The sale of real estate owned for more than 24 months or two years is also VAT-exempt. Exemption from VAT is also granted on the sale or any other transfer of land (except for land transferred together with a new building that has been used for less than two years, and land for construction) where, under the contract conditions, the person to whom land is transferred, or a third party, acquires the right to land at their disposal as an owner.
However, a Lithuanian taxable person has the right to elect to render a sale of real property or letting of real estate as subject to VAT if the real property is sold or leased to another taxable person subject to VAT and such election is declared to the tax administrator. This option is valid for not less than 24 months for all transactions concluded by a taxable person and related to the sale and lease of immovable property.
CORPORATE INCOME TAX
Income and capital gains realized by corporate entities are taxed at a flat rate of 15%. Income-generating expenses are deductible when computing for the taxable income. A 15% withholding tax is levied on rental income from real property and sales of real property by foreign entities.
A foreign company that owns real estate in Lithuania should not be considered to constitute a permanent establishment (PE), if it does not use the real estate in commercial activities. It should be noted, however, that where there is a double tax treaty in force between Lithuania and the foreign country, the provisions of that treaty should be considered.
Where a permanent establishment is deemed to exist, the foreign company is subject to broadly the same taxation regime as a Lithuanian resident entity.
Depreciation.

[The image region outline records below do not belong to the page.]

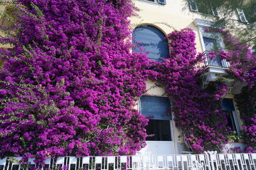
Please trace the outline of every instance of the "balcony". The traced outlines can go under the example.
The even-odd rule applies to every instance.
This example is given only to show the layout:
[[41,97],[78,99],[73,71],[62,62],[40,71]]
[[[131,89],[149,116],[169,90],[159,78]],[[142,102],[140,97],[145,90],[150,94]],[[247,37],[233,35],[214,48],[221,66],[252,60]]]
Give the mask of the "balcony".
[[220,60],[217,56],[215,59],[209,57],[209,51],[205,51],[203,55],[206,57],[205,62],[201,66],[204,67],[203,72],[203,85],[208,84],[210,81],[216,81],[218,76],[227,75],[226,69],[230,66],[229,63],[225,60]]
[[[19,163],[22,157],[0,159],[0,169],[66,169],[66,170],[256,170],[255,154],[216,154],[205,152],[203,154],[100,156],[85,157],[48,158],[43,167],[36,166],[33,159]],[[11,161],[12,160],[12,162]]]

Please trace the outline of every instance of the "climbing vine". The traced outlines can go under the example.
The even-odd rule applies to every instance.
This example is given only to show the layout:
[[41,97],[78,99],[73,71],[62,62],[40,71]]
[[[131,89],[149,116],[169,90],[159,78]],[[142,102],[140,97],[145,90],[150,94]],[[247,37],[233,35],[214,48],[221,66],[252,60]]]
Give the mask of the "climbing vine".
[[[146,93],[148,79],[164,86],[176,126],[194,152],[220,150],[227,142],[228,113],[220,103],[228,86],[217,81],[202,89],[203,68],[197,66],[203,57],[196,51],[193,30],[168,35],[170,57],[159,62],[130,52],[127,18],[135,7],[129,0],[17,0],[11,5],[18,19],[11,27],[1,26],[12,31],[0,38],[1,44],[13,45],[0,50],[5,60],[0,72],[1,157],[40,162],[134,154],[145,146],[147,119],[134,106]],[[230,62],[233,78],[247,82],[237,102],[252,144],[255,56],[246,46],[235,46],[228,35],[225,41],[234,43],[234,50],[217,52]],[[247,149],[253,152],[252,146]]]

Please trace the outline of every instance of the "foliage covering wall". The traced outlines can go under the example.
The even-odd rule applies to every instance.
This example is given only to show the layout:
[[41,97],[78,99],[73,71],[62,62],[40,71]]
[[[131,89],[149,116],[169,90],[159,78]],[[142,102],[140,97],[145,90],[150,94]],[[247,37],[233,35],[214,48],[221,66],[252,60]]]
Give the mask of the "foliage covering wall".
[[[218,81],[201,88],[203,69],[196,66],[203,57],[196,51],[191,29],[167,36],[170,57],[159,62],[130,52],[127,18],[134,7],[129,0],[18,0],[9,5],[18,20],[2,26],[6,36],[0,38],[14,46],[0,50],[6,61],[0,72],[1,157],[134,154],[145,144],[147,120],[134,106],[146,93],[148,79],[165,87],[176,125],[194,152],[227,142],[228,113],[220,102],[228,87]],[[228,35],[225,42],[239,45]],[[255,56],[246,46],[242,53],[236,47],[218,55],[230,62],[234,79],[247,81],[255,93]],[[255,113],[250,114],[248,120],[243,117],[245,129],[255,140]]]

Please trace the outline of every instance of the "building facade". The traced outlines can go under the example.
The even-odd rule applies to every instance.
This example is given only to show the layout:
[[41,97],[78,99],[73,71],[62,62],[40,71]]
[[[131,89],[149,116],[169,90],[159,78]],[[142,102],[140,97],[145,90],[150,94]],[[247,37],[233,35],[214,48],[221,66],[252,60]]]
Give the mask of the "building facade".
[[[198,8],[194,1],[187,3],[185,1],[157,1],[138,0],[134,1],[135,6],[139,10],[138,16],[131,18],[134,28],[132,34],[134,44],[142,47],[142,52],[148,52],[149,60],[159,61],[161,58],[169,57],[169,48],[166,39],[168,33],[174,30],[190,28],[196,34],[196,50],[199,52],[205,53],[218,49],[225,49],[225,45],[220,33],[212,33],[206,30],[213,25],[210,17],[208,21],[202,16],[201,12],[206,13],[205,8]],[[206,10],[212,18],[218,17],[218,10]],[[240,20],[245,20],[242,11],[238,11],[238,17]],[[139,52],[139,50],[134,50]],[[225,60],[220,60],[219,57],[212,60],[205,55],[206,62],[202,63],[206,72],[202,74],[204,76],[203,86],[206,86],[209,82],[216,81],[218,75],[225,75],[226,69],[230,64]],[[146,147],[142,149],[144,153],[155,154],[174,154],[188,153],[184,141],[184,133],[181,132],[175,125],[176,123],[172,115],[169,118],[151,116],[154,114],[162,114],[161,109],[171,108],[171,101],[168,101],[168,96],[163,86],[156,86],[157,81],[148,80],[146,82],[146,95],[140,98],[137,109],[142,115],[148,116],[149,119],[146,130],[149,134],[154,134],[154,137],[147,137]],[[240,93],[241,88],[246,83],[235,84],[230,87],[222,96],[222,108],[230,113],[227,116],[228,126],[233,131],[235,131],[238,136],[242,131],[242,120],[240,118],[240,113],[235,106],[234,94]],[[151,113],[154,112],[153,113]],[[151,116],[152,118],[151,118]],[[169,119],[169,120],[168,120]],[[230,147],[240,147],[243,149],[246,145],[240,141],[230,141],[223,144],[223,152],[228,152]]]

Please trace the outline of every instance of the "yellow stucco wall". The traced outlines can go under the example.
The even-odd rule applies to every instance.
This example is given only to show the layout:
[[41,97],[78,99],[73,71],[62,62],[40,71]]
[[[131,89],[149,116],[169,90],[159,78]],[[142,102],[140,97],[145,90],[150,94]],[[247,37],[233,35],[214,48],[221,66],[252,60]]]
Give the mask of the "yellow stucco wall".
[[[203,52],[202,42],[201,42],[199,30],[193,23],[196,18],[204,19],[199,13],[191,11],[188,4],[183,0],[166,0],[166,5],[146,0],[133,0],[135,6],[139,8],[137,12],[137,16],[130,18],[132,28],[136,28],[141,24],[150,24],[160,29],[165,35],[168,35],[174,30],[181,30],[190,28],[196,33],[196,43],[197,52]],[[146,95],[163,96],[166,96],[164,89],[156,81],[148,80],[146,81]],[[234,96],[228,94],[225,98],[233,98]],[[242,121],[239,118],[239,112],[236,109],[240,125]],[[176,143],[183,142],[181,132],[174,127],[174,140]],[[242,127],[240,127],[242,129]]]

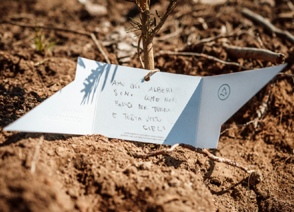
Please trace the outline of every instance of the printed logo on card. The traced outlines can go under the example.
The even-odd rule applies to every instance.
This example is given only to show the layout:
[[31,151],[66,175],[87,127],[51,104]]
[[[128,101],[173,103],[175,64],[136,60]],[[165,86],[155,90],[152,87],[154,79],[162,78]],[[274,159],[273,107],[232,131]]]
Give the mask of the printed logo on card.
[[227,84],[223,84],[218,89],[218,98],[220,100],[226,100],[231,92],[231,89],[229,88],[229,85]]

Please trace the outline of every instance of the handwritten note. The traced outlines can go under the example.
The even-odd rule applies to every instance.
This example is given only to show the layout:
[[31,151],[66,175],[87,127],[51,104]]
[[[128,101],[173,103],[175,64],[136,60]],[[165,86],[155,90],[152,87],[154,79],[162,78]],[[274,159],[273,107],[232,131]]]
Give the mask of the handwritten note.
[[74,82],[3,130],[216,148],[220,126],[286,64],[213,76],[157,72],[78,58]]
[[106,78],[106,73],[102,76],[106,81],[99,87],[93,133],[147,142],[194,145],[201,78],[156,73],[146,82],[142,74],[130,68],[115,72],[113,67],[108,73],[113,78]]

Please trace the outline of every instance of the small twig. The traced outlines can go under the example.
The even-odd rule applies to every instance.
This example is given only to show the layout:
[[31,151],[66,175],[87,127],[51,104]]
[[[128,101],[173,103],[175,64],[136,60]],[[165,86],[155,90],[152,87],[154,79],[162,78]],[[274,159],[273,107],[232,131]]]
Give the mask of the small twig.
[[33,156],[33,159],[32,160],[32,167],[31,167],[31,173],[35,173],[35,171],[36,171],[36,160],[37,160],[38,155],[38,153],[39,153],[40,147],[41,147],[41,145],[42,145],[42,142],[43,142],[43,140],[44,140],[44,136],[42,135],[40,137],[40,139],[38,140],[38,142],[37,145],[36,146],[35,151],[34,151],[34,156]]
[[229,45],[227,43],[223,43],[223,46],[229,54],[234,57],[259,59],[278,64],[285,63],[285,56],[281,53],[264,49]]
[[227,131],[229,131],[229,130],[230,130],[230,129],[235,129],[235,128],[237,128],[237,127],[246,127],[246,126],[248,126],[249,125],[253,123],[256,121],[256,119],[253,119],[253,120],[251,120],[251,121],[249,121],[249,122],[247,122],[247,123],[245,123],[245,124],[242,124],[242,125],[235,125],[235,126],[234,126],[234,127],[232,127],[227,128],[226,129],[225,129],[224,131],[223,131],[220,134],[220,135],[223,134],[224,134],[224,133],[225,133]]
[[158,56],[159,55],[162,55],[162,54],[172,54],[172,55],[183,55],[183,56],[201,56],[201,57],[206,58],[206,59],[210,59],[210,60],[212,60],[212,61],[216,61],[216,62],[221,63],[225,64],[225,65],[237,66],[237,67],[241,67],[241,68],[242,68],[242,69],[244,69],[245,70],[250,70],[250,68],[248,68],[248,67],[247,67],[245,66],[241,65],[240,65],[238,63],[225,61],[223,61],[223,60],[221,60],[220,59],[214,57],[213,56],[210,56],[210,55],[203,54],[203,53],[183,52],[171,52],[171,51],[159,51],[158,53],[157,53],[157,54],[155,54],[155,56]]
[[278,74],[279,74],[279,75],[282,75],[282,76],[286,76],[294,77],[294,74],[286,74],[286,73],[283,73],[283,72],[278,73]]
[[274,173],[275,171],[277,171],[277,169],[278,169],[280,167],[281,167],[281,166],[282,166],[282,165],[284,165],[286,164],[286,162],[288,160],[289,160],[291,158],[292,158],[292,157],[294,157],[294,149],[293,149],[293,156],[291,156],[288,157],[287,158],[286,158],[286,160],[284,161],[284,162],[283,162],[282,165],[278,165],[278,166],[275,167],[275,169],[273,169],[273,171],[271,172],[271,178],[273,177],[273,173]]
[[133,158],[134,158],[134,156],[133,156],[133,154],[131,153],[131,152],[130,151],[130,150],[128,150],[128,147],[124,147],[124,148],[126,149],[126,151],[128,151],[128,152],[131,155],[131,156],[132,156]]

The depreciation of buildings and other structures is calculated separately for each asset. Generally, buildings may be depreciated over periods from 6 years to 30 years. New buildings may be depreciated using either a straight-line or double-declining balance method. All other buildings may be depreciated using only straight-line method.
Nonresidents are subject to land tax with respect to land they own located in Lithuania. The annual land tax rate ranges from 0.01% to 4% of the taxable value, which is determined according to the rules established by the government. The applicable tax rate, assessment and payment terms are set forth by the municipalities, which are also entitled to grant land tax incentives.
Real Estate Tax
Real estate located in Lithuania is subject to real estate tax, and the applicable rate ranges from 0.3% to 3%. For individuals, real estate tax is levied at a flat rate of 1% and the tax base is the taxable value of the property exceeding LTL1 million (approximately €290,000). The taxable value is deemed to be the average market value determined by mass valuation according to the major purpose and location of the property, or the replacement value in respect of some groups of immovable property.
Taxpayers may request to apply a value obtained by their own valuation if such value differs by more than 20% from the average market value or the replacement value. The municipalities are entitled to reduce the tax or to grant exemptions.